Philip: Widespread support for our overall approach

The Solicitors Regulation Authority (SRA) has tempered its proposal to allow solicitors to set up their own law firms as soon as they qualify, as it unveiled the final wave of changes to its Handbook.

In announcing the outcome of the second phase of its ‘Looking to the future’ project, it has completed the two-year process of rewriting the handbook, which is set to be around 130 pages in total, more than 300 pages less than now.

Subject to the approval of the Legal Services Board, this will include a seven-page code of conduct for solicitors and six-page code for firms that describe the standards of professionalism that the regulator and the public expect of those the SRA regulates.

The underlying principle is to put greater trust in professional judgement; the codes strip out the current indicative behaviours.

The hope is that the new regime will come into force in April 2019.

Under the current rules, a law firm must have a manager who is ‘qualified to supervise’. They need to have undertaken SRA-specified training – 12 hours of management skills – and been entitled to practise for at least three years.

In a consultation issued last year, the SRA described this as confusing: “It conflates technical competence, supervision arrangements and running a business.”

The regulator said today that while the responses to the consultation confirmed this, “we were persuaded by feedback that – in addition to the other protections in place – there should still be a specific rule in this area”.

The SRA will introduce a rule that any firm it regulates will need at least one manager or employee with three years’ experience. That individual will be responsible for supervising the work carried out, but means that a newly qualified solicitor, or non-solicitor, can still set up a firm.

The first phase saw the controversial change to allow solicitors to hold practising certificates and deliver reserved legal work from unregulated firms.

The second phase will allow freelance solicitors to provide reserved legal work too – this could be solicitors who retire from a firm but continue to work with a select number of clients, or women solicitors returning to work, or solicitors operating in a chambers-style arrangement.
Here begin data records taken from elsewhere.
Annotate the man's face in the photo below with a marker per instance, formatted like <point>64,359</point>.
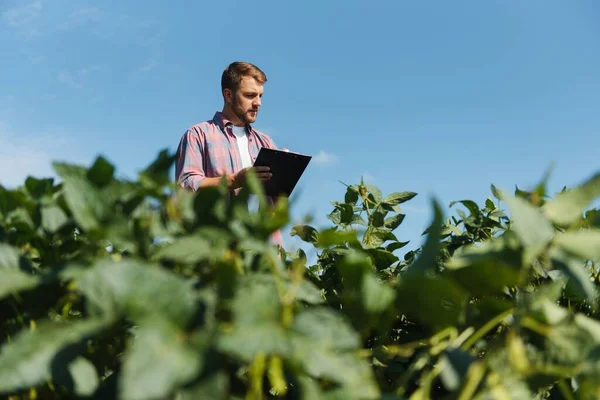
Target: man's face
<point>247,99</point>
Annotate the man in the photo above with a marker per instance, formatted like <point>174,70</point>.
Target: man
<point>227,145</point>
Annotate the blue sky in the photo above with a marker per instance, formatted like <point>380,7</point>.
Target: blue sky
<point>440,98</point>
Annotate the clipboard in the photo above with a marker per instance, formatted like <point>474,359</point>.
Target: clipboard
<point>286,168</point>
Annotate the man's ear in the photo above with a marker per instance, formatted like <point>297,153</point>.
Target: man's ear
<point>227,95</point>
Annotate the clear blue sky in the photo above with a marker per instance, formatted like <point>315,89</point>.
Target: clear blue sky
<point>441,98</point>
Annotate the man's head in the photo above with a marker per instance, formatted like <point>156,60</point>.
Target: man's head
<point>242,88</point>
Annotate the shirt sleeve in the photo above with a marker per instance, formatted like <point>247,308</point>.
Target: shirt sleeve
<point>189,171</point>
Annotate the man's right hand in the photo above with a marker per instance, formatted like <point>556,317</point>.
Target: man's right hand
<point>262,173</point>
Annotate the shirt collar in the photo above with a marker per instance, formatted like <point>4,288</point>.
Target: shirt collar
<point>222,122</point>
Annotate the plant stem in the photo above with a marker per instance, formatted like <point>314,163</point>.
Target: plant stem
<point>488,326</point>
<point>564,390</point>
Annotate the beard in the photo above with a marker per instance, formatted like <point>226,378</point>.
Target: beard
<point>244,115</point>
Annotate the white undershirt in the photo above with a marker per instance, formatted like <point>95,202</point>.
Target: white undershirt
<point>242,141</point>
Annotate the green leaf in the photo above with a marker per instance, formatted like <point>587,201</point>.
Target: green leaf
<point>351,196</point>
<point>305,232</point>
<point>575,270</point>
<point>382,258</point>
<point>79,377</point>
<point>375,193</point>
<point>187,249</point>
<point>567,207</point>
<point>82,198</point>
<point>456,365</point>
<point>325,345</point>
<point>584,244</point>
<point>53,218</point>
<point>101,173</point>
<point>427,261</point>
<point>396,246</point>
<point>214,386</point>
<point>473,265</point>
<point>137,290</point>
<point>432,301</point>
<point>13,275</point>
<point>530,225</point>
<point>375,237</point>
<point>159,362</point>
<point>326,328</point>
<point>398,198</point>
<point>471,206</point>
<point>394,222</point>
<point>27,360</point>
<point>38,188</point>
<point>334,237</point>
<point>376,296</point>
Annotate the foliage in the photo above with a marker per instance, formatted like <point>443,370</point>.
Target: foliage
<point>113,288</point>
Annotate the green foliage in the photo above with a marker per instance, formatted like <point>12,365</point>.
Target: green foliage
<point>113,288</point>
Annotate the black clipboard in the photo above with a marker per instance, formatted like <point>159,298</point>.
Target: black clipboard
<point>286,168</point>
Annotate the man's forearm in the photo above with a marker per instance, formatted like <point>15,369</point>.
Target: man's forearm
<point>216,181</point>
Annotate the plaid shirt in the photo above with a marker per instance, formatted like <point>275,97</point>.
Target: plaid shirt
<point>209,149</point>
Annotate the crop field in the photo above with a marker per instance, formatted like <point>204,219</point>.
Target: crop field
<point>135,289</point>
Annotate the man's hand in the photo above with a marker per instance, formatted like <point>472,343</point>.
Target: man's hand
<point>262,173</point>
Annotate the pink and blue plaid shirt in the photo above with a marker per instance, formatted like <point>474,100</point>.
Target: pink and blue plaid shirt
<point>209,149</point>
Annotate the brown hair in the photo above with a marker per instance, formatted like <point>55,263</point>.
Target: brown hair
<point>232,75</point>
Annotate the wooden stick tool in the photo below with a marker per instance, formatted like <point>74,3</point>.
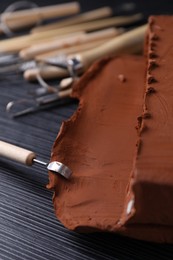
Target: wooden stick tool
<point>28,158</point>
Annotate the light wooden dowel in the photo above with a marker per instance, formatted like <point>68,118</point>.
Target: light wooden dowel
<point>40,48</point>
<point>16,153</point>
<point>81,18</point>
<point>51,72</point>
<point>21,19</point>
<point>47,72</point>
<point>18,43</point>
<point>129,42</point>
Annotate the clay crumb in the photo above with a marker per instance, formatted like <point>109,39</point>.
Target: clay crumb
<point>121,77</point>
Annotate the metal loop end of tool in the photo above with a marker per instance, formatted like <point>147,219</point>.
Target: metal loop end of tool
<point>60,168</point>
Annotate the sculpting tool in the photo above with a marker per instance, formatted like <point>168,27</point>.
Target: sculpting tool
<point>28,158</point>
<point>16,20</point>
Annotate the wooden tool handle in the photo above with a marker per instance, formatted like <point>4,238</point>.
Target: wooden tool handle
<point>130,42</point>
<point>47,72</point>
<point>81,18</point>
<point>77,39</point>
<point>43,13</point>
<point>16,153</point>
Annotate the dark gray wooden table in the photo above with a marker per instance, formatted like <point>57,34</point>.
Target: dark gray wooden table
<point>28,227</point>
They will need three years’ experience, as well as adequate professional indemnity insurance for all their legal work, not just reserved activities. They will not be able to hold client money or employ people.
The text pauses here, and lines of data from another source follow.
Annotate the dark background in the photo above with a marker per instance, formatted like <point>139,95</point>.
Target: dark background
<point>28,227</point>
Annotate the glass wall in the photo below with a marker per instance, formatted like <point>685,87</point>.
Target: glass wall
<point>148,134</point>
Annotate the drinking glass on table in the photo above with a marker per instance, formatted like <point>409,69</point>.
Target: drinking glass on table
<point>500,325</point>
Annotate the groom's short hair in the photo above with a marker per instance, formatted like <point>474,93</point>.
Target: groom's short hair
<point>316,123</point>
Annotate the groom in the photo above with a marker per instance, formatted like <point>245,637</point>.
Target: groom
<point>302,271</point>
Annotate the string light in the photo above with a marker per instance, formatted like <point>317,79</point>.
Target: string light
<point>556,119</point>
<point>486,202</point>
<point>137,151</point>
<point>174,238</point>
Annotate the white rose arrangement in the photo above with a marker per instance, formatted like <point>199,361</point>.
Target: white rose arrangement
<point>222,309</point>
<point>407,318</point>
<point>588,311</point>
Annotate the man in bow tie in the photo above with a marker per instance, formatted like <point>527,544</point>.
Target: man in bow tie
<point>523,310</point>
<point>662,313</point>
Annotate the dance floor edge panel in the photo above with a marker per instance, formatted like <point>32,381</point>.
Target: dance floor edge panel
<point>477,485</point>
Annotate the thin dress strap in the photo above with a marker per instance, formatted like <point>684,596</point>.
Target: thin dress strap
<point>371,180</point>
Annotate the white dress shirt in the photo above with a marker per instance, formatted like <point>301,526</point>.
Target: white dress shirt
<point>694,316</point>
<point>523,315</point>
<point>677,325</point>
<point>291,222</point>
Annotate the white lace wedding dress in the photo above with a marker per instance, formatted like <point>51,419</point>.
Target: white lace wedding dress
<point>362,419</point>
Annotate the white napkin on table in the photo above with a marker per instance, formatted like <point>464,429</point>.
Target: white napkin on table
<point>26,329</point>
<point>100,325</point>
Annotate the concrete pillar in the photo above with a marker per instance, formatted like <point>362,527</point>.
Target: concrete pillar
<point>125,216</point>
Other changes in phase two include allowing Scottish and Northern Irish law firms to provide reserved services in England and Wales without having a practising address there, although they will still be subject to SRA regulation.

This “could potentially increase consumer choice”, the SRA said.

On the Solicitors Qualifying Examination, the SRA said it would permit candidates who have started to train before it comes into force – including starting a qualifying law degree but excluding apprentices – and who complete their training in the following 11 years, to be exempt from the requirement to qualify through the SQE.

In addition to changes to our phase 2 proposals, the SRA has also made some changes to the phase one proposals, most notably splitting into two the principle that solicitors must “act with honesty and with integrity”, so it is clear that matters of honesty and integrity can be separate issues. This has been a matter the courts have dealt with over the past year.

SRA chief executive Paul Philip said: “We have worked closely with the profession and the public to develop our proposals over the last four years, engaging with more than 35,000 people. I am pleased there was widespread support for our overall approach and that we received so much useful feedback.

“We are now ready to make the changes that are needed to modernise both our regulation and the legal market. Our reforms focus on what matters: the high professional standards that offer real public protection rather than unnecessary bureaucracy that generates costs, constrains firms and hinders access to legal services.

“We believe that the changes will make it easier for firms and solicitors to do business and to meet the needs of those who need their services.”